Ieri Pompetti aveva iniziato l’allenamento con la squadra a Rovato, l’ultimo prima del rompete le righe concesso da Gorgone ai calciatori, ma l’ha interrotto anzitempo, ha chiuso i bagagli (che erano già pronti da tempo) e si è messo in macchina per Padova: i veneti e il Catanzaro avevano raggiunto l’accordo nella nottata e poi l’hanno rifinito prima di pranzo.
Il centrocampista va ai biancorossi per 700mila euro dopo tre stagioni in giallorosso, l’ultima delle quali praticamente non giocata a causa di una frattura alla gamba sinistra, che l’ha tenuto fuori per sette mesi. Viene accontentato, così, il calciatore, che aveva chiesto la cessione salvo poi tentare un riavvicinamento, fallito anche per la freddezza delle Aquile.

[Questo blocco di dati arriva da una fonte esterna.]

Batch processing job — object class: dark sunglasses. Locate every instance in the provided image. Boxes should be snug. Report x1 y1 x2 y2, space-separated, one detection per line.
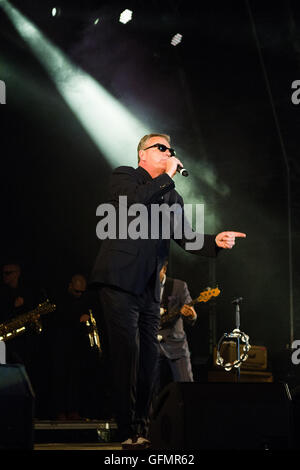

In lutto. A Cesena è morto Giuseppe Marchioro, attaccante di un Catanzaro che cominciava a diventare una delle più solide realtà del calcio meridionale. In giallorosso per due stagioni fra il 1964 e 1966, in 66 partite segnò 14 gol fra cui quello dell’illusione nella finale di Coppa Italia contro la Fiorentina, che poi vinse 2-1 ai supplementari il 19 maggio 1966. I funerali domani mattina a Cesena, dove viveva con la famiglia. Aveva 90 anni.